The global agritech sector is expected to reach nearly $200 billion by 2025. How much value Africa can tap from the vast and dynamic market remains to be seen after an unfortunate string of mishaps involving agric tech companies over the past 2 years, especially in Nigeria where Thrive Agric operates. After pivoting from a crowdfunding model, the startup’s latest fundraising—which follows the $9m it raised in 2020—attests there’s still much potential to be captured in Africa’s agritech space.
Nigeria’s Simplifyd raises $500k pre-seed from Future Africa and Y Combinator
- Nigerian startup Simplifyd, which wants to become the platform of choice for data-free access to the internet across Africa, has raised $500,000 in pre-seed funding.
- Founded in 2020, Simplifyd aims to solve the challenges associated with accessing affordable data amidst the staggering rate of data consumption, especially amongst mobile and web app users in emerging markets across Africa.

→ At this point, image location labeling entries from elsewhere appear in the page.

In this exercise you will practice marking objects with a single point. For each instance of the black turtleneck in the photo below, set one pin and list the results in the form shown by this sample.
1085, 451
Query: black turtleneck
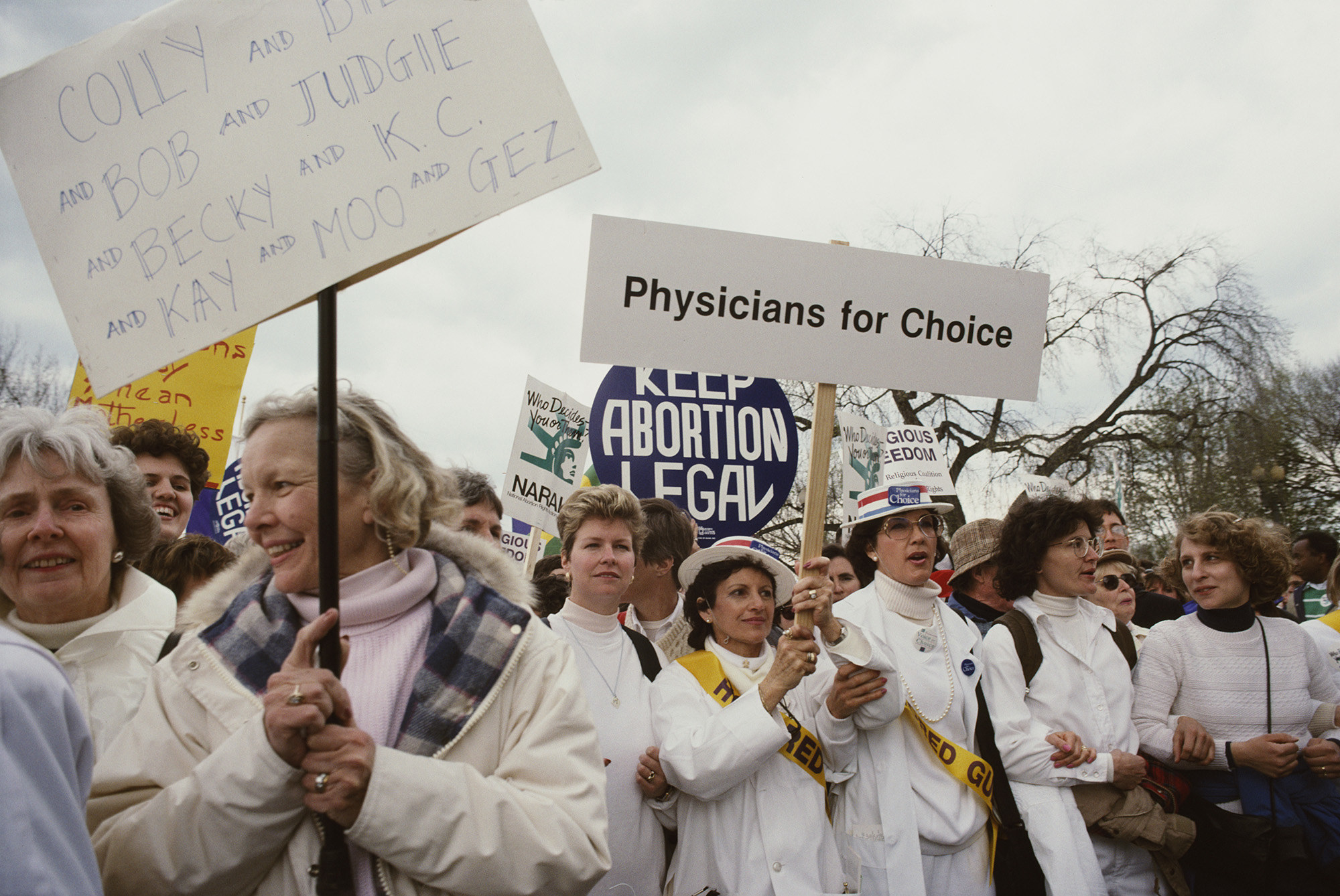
1229, 619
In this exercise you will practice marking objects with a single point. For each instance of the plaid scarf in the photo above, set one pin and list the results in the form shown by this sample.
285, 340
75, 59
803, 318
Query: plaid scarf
472, 636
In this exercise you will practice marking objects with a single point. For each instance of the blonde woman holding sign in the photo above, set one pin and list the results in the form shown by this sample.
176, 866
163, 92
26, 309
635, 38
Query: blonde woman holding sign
736, 723
916, 812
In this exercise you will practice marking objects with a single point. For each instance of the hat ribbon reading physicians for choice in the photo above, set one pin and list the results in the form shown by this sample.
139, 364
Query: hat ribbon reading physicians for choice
747, 548
888, 500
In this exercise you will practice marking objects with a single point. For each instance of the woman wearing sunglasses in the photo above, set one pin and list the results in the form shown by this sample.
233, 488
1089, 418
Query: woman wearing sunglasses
1049, 558
1117, 587
915, 826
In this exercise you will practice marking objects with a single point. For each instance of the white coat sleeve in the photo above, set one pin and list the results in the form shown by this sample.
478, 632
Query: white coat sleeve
837, 736
537, 824
710, 749
176, 818
1020, 737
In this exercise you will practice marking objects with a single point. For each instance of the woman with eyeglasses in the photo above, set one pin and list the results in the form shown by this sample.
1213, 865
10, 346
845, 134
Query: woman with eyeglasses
1117, 587
913, 824
1255, 709
1049, 561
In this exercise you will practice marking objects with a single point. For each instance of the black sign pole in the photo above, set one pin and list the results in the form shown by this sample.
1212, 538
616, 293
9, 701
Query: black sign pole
334, 874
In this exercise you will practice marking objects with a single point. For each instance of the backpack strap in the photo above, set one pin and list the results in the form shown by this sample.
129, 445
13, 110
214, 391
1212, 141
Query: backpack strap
1026, 642
647, 653
170, 645
1126, 644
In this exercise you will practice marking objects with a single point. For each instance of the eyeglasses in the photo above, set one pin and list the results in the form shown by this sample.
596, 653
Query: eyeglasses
1081, 546
901, 528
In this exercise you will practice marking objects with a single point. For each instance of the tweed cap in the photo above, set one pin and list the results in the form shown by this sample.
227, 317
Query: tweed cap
975, 543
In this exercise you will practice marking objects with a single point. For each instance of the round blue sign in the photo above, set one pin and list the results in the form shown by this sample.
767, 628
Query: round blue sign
720, 447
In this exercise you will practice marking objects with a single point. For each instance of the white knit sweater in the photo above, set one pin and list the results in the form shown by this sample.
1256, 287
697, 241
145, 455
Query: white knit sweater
1220, 680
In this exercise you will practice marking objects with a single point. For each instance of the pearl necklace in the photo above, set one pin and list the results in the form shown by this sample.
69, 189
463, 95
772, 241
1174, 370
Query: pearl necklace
949, 672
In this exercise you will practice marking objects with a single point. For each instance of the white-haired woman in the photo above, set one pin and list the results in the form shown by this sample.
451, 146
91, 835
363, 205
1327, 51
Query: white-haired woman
458, 748
602, 531
74, 516
739, 733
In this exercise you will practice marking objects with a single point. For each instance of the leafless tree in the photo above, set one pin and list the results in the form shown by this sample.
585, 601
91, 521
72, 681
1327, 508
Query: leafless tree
1146, 325
29, 376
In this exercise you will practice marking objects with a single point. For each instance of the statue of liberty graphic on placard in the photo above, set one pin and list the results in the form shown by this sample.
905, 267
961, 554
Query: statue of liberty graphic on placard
869, 472
561, 449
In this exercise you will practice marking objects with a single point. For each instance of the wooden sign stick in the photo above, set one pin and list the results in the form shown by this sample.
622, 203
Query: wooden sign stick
817, 490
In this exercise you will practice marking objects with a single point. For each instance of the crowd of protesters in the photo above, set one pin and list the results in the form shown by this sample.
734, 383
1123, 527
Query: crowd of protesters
641, 716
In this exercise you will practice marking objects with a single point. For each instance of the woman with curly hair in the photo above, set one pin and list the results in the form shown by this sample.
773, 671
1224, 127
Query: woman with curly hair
1244, 700
176, 471
1049, 559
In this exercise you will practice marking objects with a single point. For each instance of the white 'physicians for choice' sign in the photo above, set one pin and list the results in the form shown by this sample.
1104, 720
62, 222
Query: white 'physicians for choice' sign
212, 164
661, 295
549, 455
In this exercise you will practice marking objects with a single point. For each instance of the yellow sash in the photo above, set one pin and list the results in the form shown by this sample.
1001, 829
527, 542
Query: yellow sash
803, 749
968, 768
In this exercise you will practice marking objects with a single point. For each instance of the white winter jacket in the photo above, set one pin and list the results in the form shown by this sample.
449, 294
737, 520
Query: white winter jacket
109, 664
194, 800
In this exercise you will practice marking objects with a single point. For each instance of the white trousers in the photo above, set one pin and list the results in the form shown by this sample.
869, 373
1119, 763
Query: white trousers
963, 874
1128, 870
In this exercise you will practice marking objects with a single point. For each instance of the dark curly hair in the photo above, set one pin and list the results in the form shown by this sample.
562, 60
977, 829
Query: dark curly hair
160, 439
1030, 530
834, 551
860, 544
1258, 547
703, 594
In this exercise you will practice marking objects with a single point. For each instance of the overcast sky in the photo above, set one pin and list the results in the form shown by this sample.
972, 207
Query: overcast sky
1140, 123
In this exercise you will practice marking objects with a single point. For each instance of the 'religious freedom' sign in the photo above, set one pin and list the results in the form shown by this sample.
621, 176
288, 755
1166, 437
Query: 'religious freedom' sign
902, 455
719, 445
211, 164
720, 302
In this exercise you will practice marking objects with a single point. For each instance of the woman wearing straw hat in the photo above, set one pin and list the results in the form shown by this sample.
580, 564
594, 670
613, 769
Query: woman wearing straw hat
736, 725
915, 816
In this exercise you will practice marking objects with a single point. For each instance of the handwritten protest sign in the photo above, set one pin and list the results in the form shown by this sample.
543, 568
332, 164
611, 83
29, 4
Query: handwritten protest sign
214, 164
549, 453
198, 393
664, 295
724, 448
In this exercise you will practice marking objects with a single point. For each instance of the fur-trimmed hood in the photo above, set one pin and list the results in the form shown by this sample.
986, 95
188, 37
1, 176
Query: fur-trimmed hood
472, 554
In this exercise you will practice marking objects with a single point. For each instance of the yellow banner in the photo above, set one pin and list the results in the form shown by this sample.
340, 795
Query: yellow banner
198, 393
963, 764
803, 749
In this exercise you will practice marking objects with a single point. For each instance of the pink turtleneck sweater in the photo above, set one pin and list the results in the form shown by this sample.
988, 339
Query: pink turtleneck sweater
385, 615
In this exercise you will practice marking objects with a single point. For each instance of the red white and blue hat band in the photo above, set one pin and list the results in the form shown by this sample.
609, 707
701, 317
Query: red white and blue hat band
742, 547
888, 500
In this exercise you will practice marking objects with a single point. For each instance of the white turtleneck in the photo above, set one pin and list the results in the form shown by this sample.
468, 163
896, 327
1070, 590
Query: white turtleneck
57, 636
610, 669
908, 638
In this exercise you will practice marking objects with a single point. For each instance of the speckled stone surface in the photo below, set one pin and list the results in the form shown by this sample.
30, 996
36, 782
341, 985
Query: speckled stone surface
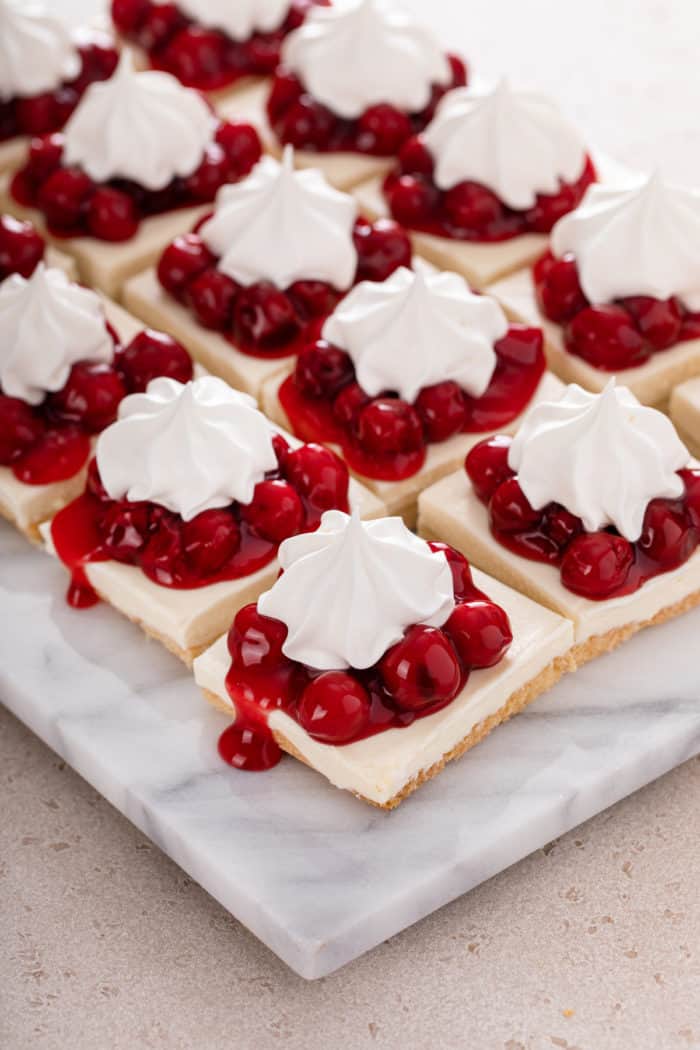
590, 944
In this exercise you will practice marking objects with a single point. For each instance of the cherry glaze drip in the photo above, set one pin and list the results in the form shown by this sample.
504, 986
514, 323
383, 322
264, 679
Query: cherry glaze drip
611, 336
596, 565
261, 679
323, 417
470, 211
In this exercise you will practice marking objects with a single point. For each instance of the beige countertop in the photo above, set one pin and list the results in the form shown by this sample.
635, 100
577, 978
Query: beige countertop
590, 944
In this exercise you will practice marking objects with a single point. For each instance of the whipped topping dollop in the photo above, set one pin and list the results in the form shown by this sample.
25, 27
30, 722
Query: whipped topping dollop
349, 590
47, 324
639, 239
239, 19
603, 457
514, 143
360, 53
282, 225
37, 50
418, 329
188, 446
143, 126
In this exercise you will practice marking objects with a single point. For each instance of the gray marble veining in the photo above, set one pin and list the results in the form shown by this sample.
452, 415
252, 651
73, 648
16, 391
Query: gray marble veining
317, 876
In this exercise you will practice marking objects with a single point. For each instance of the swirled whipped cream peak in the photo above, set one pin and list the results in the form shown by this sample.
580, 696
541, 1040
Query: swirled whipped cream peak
352, 589
418, 329
603, 457
37, 50
143, 126
642, 238
47, 324
282, 226
360, 53
188, 446
239, 19
514, 143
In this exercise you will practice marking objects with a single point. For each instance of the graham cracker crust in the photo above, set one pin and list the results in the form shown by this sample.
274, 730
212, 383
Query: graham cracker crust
517, 701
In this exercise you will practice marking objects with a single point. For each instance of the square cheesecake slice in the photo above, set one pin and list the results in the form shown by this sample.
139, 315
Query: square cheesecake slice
385, 769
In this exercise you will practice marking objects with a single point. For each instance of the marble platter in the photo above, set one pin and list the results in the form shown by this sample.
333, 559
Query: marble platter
317, 876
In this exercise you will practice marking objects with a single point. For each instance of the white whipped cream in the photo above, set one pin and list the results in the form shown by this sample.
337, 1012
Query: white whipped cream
349, 590
516, 144
188, 446
144, 126
416, 330
639, 239
37, 50
281, 225
239, 19
47, 324
603, 457
360, 53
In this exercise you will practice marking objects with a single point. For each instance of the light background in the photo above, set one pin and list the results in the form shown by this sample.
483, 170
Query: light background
590, 944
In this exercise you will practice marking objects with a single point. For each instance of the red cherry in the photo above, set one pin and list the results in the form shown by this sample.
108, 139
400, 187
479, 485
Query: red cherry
510, 510
322, 370
462, 582
412, 200
597, 564
276, 511
21, 247
666, 536
264, 317
129, 15
196, 55
91, 396
443, 411
472, 207
487, 465
416, 159
151, 354
111, 215
125, 530
64, 197
421, 670
319, 476
334, 708
210, 541
20, 428
348, 404
212, 296
255, 642
383, 129
306, 124
658, 320
382, 247
182, 261
481, 633
388, 426
558, 290
241, 145
607, 338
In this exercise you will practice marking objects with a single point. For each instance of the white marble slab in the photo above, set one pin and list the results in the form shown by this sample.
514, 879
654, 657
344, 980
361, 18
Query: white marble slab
319, 877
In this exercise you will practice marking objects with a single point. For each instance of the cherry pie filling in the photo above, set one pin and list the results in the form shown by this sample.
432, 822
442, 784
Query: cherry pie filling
216, 545
611, 336
301, 121
73, 205
385, 438
50, 442
417, 677
470, 211
46, 112
204, 58
595, 565
260, 319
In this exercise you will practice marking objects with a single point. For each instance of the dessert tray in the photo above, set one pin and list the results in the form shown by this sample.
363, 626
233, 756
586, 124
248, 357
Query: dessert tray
315, 874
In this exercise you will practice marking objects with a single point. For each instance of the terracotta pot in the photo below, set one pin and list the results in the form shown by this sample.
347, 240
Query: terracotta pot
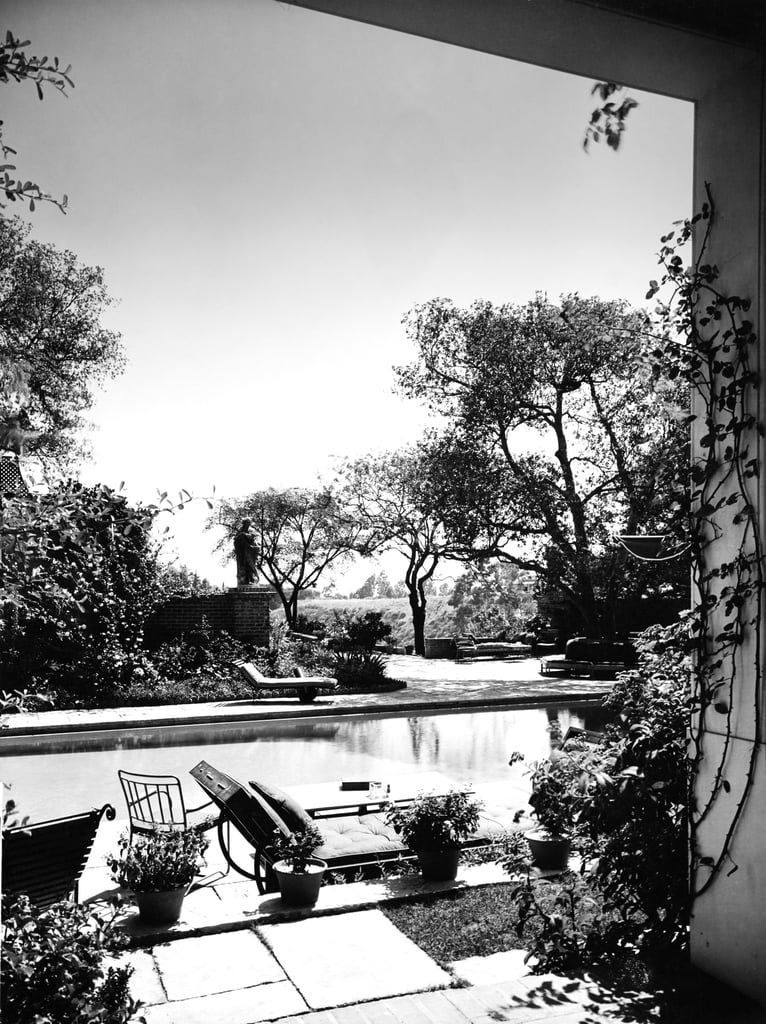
160, 908
549, 853
438, 865
301, 888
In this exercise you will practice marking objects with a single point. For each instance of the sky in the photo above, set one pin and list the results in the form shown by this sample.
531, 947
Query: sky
270, 189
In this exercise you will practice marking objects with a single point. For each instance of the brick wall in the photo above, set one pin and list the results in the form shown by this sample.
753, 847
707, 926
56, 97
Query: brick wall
243, 611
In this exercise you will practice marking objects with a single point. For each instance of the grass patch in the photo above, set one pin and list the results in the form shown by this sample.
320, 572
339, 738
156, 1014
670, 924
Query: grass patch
471, 923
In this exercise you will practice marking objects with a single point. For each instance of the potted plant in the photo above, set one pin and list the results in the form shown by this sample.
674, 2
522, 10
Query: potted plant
433, 826
557, 786
299, 875
159, 869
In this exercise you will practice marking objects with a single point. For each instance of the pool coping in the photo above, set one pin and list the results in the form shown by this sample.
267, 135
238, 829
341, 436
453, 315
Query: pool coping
158, 716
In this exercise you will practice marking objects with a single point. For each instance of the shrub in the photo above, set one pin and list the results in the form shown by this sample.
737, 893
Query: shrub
435, 822
630, 824
161, 861
634, 824
79, 582
296, 848
55, 968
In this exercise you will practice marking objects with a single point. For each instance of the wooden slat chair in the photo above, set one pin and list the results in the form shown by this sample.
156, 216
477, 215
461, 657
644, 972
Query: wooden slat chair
45, 860
156, 804
306, 687
353, 840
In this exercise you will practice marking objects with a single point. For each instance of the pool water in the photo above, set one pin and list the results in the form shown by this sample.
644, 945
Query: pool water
51, 776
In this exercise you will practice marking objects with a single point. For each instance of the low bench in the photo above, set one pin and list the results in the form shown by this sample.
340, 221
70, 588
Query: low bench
470, 646
306, 686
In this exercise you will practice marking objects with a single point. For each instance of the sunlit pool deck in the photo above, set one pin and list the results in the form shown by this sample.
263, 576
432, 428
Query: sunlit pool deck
342, 963
431, 685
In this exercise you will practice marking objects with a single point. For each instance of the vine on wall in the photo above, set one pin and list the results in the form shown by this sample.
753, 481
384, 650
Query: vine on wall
708, 341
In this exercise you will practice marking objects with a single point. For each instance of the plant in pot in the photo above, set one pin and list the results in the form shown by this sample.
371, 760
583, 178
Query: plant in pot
433, 826
159, 869
557, 787
299, 875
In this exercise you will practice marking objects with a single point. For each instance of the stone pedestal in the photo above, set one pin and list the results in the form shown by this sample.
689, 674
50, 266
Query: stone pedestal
250, 612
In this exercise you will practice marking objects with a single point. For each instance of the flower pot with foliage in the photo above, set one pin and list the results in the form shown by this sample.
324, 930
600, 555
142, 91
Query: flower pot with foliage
433, 826
299, 876
557, 787
159, 869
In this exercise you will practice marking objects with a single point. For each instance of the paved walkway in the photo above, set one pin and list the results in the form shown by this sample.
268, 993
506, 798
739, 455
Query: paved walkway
238, 957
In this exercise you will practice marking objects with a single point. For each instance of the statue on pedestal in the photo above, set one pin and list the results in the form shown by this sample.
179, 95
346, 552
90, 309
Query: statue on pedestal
246, 551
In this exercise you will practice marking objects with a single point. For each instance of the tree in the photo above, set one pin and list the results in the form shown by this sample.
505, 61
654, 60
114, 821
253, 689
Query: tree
394, 496
300, 532
559, 437
16, 66
53, 349
78, 580
491, 597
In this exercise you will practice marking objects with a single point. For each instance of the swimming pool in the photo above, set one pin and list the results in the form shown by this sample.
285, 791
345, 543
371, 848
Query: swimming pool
51, 775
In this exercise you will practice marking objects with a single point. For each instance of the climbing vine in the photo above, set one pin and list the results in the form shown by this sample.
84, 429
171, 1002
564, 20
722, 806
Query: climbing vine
708, 341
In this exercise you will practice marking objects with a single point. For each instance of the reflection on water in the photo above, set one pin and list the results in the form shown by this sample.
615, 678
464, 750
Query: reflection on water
52, 776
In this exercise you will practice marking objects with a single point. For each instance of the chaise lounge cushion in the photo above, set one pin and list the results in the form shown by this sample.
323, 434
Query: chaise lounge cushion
289, 810
357, 836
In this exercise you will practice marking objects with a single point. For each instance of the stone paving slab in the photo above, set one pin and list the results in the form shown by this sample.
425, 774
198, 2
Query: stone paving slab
431, 684
243, 1006
371, 958
215, 964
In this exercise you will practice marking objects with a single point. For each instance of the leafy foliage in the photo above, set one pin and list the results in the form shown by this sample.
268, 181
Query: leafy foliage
435, 822
161, 861
17, 66
634, 822
608, 120
625, 803
490, 597
395, 496
296, 848
301, 531
707, 342
358, 669
79, 580
349, 632
55, 967
53, 349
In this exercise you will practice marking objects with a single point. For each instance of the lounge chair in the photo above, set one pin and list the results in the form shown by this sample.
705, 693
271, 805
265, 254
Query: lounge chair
596, 658
305, 686
352, 840
156, 803
467, 645
45, 860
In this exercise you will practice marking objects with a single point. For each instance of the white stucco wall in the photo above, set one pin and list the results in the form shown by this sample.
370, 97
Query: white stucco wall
726, 83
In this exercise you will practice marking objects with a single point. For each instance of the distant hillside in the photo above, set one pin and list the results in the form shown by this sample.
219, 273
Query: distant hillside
395, 610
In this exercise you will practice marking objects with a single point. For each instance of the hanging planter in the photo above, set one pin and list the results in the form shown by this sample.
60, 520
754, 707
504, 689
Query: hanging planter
160, 908
646, 546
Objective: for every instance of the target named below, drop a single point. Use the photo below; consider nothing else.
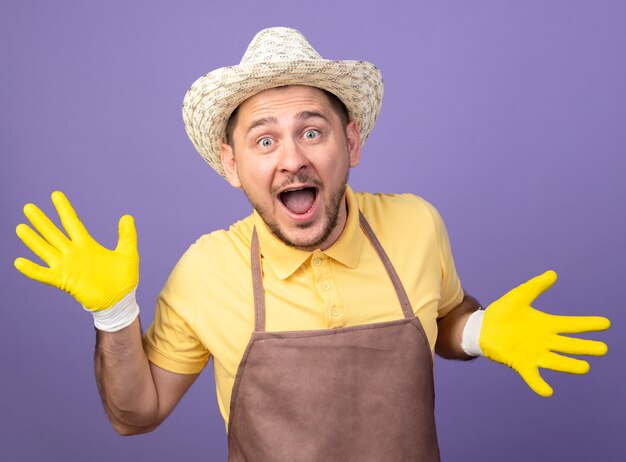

- The funding is from Future Africa and Y Combinator, with the cash from the latter coming after Simplifyd was selected for the W22 batch of the renowned Silicon Valley-based accelerator alongside a host of other African startups.
Source: Disrupt Africa
Over the past decade, African countries working with various local and international partners have made huge strides in making the internet accessible for the continent’s 1.2 billion people. But with just 22% internet connectivity, the continent remains significantly behind other regions in the world. Apart from limited coverage of existing infrastructure, the cost of data remains high for more than half of the African population thus underlying the importance of initiatives like Simplifyd.